None of Hollywood Media Corp., its Board of Directors, any member or committee of its Board of Directors, the Information Agent or the Depositary is making any recommendations to shareholders as to whether to tender or refrain from tendering their shares into the tender offer. Shareholders must make their own decisions as to how many shares they will tender, if any. In so doing, shareholders should read and evaluate carefully the information in the Offer to Purchase and in the related Letter of Transmittal.
THIS PRESS RELEASE IS FOR INFORMATIONAL PURPOSES ONLY AND DOES NOT CONSTITUTE AN OFFER TO BUY OR THE SOLICITATION OF AN OFFER TO SELL SHARES OF HOLLYWOOD MEDIA CORP. COMMON STOCK. THE TENDER OFFER IS BEING MADE ONLY PURSUANT TO THE OFFER TO PURCHASE, LETTER OF TRANSMITTAL AND RELATED MATERIALS THAT HOLLYWOOD MEDIA CORP. WILL SHORTLY BE DISTRIBUTING TO ITS SHAREHOLDERS AND FILING WITH THE SECURITIES AND EXCHANGE COMMISSION. SHAREHOLDERS AND INVESTORS SHOULD READ CAREFULLY THE OFFER TO PURCHASE, LETTER OF TRANSMITTAL AND RELATED MATERIALS BECAUSE THEY CONTAIN IMPORTANT INFORMATION, INCLUDING THE VARIOUS TERMS OF, AND CONDITIONS TO, THE TENDER OFFER. SHAREHOLDERS AND INVESTORS MAY OBTAIN A FREE COPY OF THE TENDER OFFER STATEMENT ON SCHEDULE TO, THE OFFER TO PURCHASE, LETTER OF TRANSMITTAL AND OTHER DOCUMENTS THAT HOLLYWOOD MEDIA CORP. WILL SHORTLY BE FILING WITH THE SECURITIES AND EXCHANGE COMMISSION AT THE COMMISSION’S WEBSITE AT WWW.SEC.GOV OR BY CALLING INNISFREE M&A INCORPORATED, THE INFORMATION AGENT FOR THE TENDER OFFER, TOLL-FREE AT 1-888-750-5834. SHAREHOLDERS ARE URGED TO CAREFULLY READ THESE MATERIALS PRIOR TO MAKING ANY DECISION WITH RESPECT TO THE TENDER OFFER.

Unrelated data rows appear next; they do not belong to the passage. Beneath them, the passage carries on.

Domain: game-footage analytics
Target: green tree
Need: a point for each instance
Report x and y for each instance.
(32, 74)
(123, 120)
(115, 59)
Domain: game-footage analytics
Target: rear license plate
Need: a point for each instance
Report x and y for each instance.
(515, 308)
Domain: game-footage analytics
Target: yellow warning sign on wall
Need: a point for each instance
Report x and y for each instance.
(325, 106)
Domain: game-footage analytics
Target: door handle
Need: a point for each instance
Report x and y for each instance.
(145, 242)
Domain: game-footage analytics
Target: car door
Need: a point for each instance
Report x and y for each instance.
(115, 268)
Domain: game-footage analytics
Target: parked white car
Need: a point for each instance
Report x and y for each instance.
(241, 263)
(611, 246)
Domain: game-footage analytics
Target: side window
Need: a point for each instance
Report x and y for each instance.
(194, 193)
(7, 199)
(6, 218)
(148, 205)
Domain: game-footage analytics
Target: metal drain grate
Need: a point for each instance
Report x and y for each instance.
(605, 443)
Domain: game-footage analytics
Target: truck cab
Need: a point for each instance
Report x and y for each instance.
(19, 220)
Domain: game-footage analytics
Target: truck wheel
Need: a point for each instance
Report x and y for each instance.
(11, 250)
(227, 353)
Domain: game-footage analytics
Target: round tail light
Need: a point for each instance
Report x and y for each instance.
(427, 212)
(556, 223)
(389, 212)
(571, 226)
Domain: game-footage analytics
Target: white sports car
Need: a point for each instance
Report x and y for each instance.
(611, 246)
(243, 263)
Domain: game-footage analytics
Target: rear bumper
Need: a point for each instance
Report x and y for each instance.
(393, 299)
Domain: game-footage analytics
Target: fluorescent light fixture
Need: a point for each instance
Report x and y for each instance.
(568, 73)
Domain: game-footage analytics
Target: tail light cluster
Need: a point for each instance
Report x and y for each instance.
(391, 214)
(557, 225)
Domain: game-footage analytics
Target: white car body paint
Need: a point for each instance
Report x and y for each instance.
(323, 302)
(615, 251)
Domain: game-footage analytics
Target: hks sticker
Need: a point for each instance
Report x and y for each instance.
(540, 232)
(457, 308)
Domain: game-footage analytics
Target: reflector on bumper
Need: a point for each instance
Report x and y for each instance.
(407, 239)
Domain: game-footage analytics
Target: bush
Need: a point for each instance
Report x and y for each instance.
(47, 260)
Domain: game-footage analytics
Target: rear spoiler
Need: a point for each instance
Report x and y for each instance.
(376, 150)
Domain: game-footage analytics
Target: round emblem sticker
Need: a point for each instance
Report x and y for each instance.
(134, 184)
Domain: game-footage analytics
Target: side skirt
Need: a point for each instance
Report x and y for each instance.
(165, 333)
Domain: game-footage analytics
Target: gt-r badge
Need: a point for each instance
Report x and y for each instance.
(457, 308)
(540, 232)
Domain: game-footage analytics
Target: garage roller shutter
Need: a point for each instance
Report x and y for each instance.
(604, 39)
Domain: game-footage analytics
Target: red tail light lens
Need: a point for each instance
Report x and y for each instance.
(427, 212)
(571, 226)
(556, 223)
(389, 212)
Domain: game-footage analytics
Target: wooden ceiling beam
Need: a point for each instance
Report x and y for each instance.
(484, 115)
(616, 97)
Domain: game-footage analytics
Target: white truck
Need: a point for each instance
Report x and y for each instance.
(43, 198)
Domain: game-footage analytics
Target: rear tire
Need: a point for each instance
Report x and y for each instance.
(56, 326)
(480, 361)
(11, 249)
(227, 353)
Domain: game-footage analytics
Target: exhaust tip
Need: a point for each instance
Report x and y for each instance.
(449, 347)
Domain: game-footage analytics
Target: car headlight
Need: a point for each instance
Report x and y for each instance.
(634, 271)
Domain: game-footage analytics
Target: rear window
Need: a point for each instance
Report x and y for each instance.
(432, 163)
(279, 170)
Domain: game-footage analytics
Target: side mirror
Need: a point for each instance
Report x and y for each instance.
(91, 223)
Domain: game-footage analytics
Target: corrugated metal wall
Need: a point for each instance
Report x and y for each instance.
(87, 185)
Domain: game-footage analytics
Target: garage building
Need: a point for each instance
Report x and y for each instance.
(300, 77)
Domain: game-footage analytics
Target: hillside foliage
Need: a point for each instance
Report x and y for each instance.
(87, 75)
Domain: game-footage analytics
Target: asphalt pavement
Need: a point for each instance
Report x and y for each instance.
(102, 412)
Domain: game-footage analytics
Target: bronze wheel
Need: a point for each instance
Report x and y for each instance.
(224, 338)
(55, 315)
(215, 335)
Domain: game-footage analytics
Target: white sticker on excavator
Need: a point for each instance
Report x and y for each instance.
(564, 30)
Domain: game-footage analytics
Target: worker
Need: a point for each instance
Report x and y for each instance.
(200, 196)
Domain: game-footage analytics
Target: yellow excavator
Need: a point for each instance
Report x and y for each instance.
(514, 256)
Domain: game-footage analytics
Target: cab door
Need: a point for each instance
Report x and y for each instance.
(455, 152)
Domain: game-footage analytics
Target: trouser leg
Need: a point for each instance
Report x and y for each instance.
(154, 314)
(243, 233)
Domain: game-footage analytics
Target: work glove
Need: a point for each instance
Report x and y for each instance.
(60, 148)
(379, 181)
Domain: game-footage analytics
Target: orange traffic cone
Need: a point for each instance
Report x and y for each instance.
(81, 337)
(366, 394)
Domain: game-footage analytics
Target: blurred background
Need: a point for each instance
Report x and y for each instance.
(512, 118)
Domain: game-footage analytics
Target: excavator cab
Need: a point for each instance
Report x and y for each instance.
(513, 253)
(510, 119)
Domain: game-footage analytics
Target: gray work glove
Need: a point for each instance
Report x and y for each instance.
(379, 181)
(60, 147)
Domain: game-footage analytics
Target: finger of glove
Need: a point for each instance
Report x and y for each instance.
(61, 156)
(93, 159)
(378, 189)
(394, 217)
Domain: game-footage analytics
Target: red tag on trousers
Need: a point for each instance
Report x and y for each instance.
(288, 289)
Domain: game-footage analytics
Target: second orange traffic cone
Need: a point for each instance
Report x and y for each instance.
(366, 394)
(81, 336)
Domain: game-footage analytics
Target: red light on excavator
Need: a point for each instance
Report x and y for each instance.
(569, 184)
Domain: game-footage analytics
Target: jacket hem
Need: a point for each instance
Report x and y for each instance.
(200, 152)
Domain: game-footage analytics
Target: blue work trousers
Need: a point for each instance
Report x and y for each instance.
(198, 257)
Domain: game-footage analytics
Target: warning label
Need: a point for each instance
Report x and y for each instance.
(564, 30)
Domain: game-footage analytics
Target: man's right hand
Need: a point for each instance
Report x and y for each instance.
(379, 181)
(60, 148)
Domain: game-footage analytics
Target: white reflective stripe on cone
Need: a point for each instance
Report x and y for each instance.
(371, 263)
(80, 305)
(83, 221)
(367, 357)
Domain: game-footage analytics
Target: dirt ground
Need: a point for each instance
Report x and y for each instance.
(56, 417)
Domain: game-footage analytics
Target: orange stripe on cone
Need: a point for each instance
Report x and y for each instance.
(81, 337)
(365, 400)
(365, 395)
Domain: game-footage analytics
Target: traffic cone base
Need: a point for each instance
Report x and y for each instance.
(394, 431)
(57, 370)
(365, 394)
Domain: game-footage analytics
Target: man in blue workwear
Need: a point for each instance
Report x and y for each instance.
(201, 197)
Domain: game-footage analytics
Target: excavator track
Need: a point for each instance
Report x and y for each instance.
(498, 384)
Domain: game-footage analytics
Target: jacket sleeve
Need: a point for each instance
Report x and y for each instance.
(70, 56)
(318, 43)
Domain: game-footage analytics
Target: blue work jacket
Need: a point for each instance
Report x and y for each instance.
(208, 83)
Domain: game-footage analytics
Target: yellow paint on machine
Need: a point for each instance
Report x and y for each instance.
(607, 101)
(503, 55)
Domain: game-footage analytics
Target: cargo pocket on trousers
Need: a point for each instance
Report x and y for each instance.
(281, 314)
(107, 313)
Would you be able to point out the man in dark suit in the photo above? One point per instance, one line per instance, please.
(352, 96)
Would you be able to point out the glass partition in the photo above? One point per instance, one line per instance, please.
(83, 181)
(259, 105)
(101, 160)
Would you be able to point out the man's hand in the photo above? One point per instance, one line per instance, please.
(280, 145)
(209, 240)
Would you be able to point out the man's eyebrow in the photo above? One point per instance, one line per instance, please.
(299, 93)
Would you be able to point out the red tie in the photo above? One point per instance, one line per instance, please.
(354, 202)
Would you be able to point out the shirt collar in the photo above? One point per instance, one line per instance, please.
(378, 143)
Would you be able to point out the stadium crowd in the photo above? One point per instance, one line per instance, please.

About Hollywood Media Corp.
Hollywood Media Corp. (Nasdaq: HOLL) is comprised primarily of an Ad Sales division including Hollywood Media Corp.’s minority interest in MovieTickets.com, UK Theatres Online (formerly known as CinemasOnline), and an Intellectual Property division.
Note on Forward-Looking Statements
Statements in this press release may be “forward-looking statements” within the meaning of federal securities laws. The matters discussed herein that are forward-looking statements are based on current management expectations that involve risks and uncertainties that may result in such expectations not being realized. Actual outcomes and results may differ materially from what is expressed or forecasted in such forward-looking statements due to numerous potential risks and uncertainties, including, but not limited to, the need to manage our growth, our ability to realize anticipated revenues and cost efficiencies, the impact of potential future dispositions or other strategic transactions by Hollywood Media Corp., our ability to develop and maintain strategic relationships, technology risks, the volatility of our stock price, changes in facts and circumstances and other uncertainties concerning the completion of the tender offer, and other risks and factors described in Hollywood Media Corp.’s filings with the Securities and Exchange Commission including our Form 10-K for 2009. Such forward-looking statements speak only as of the date on which they are made. Further information about these matters can be found in our Securities and Exchange Commission filings. Except as required by applicable law or regulation, we do not undertake any obligation to update our forward-looking statements to reflect future events or circumstances.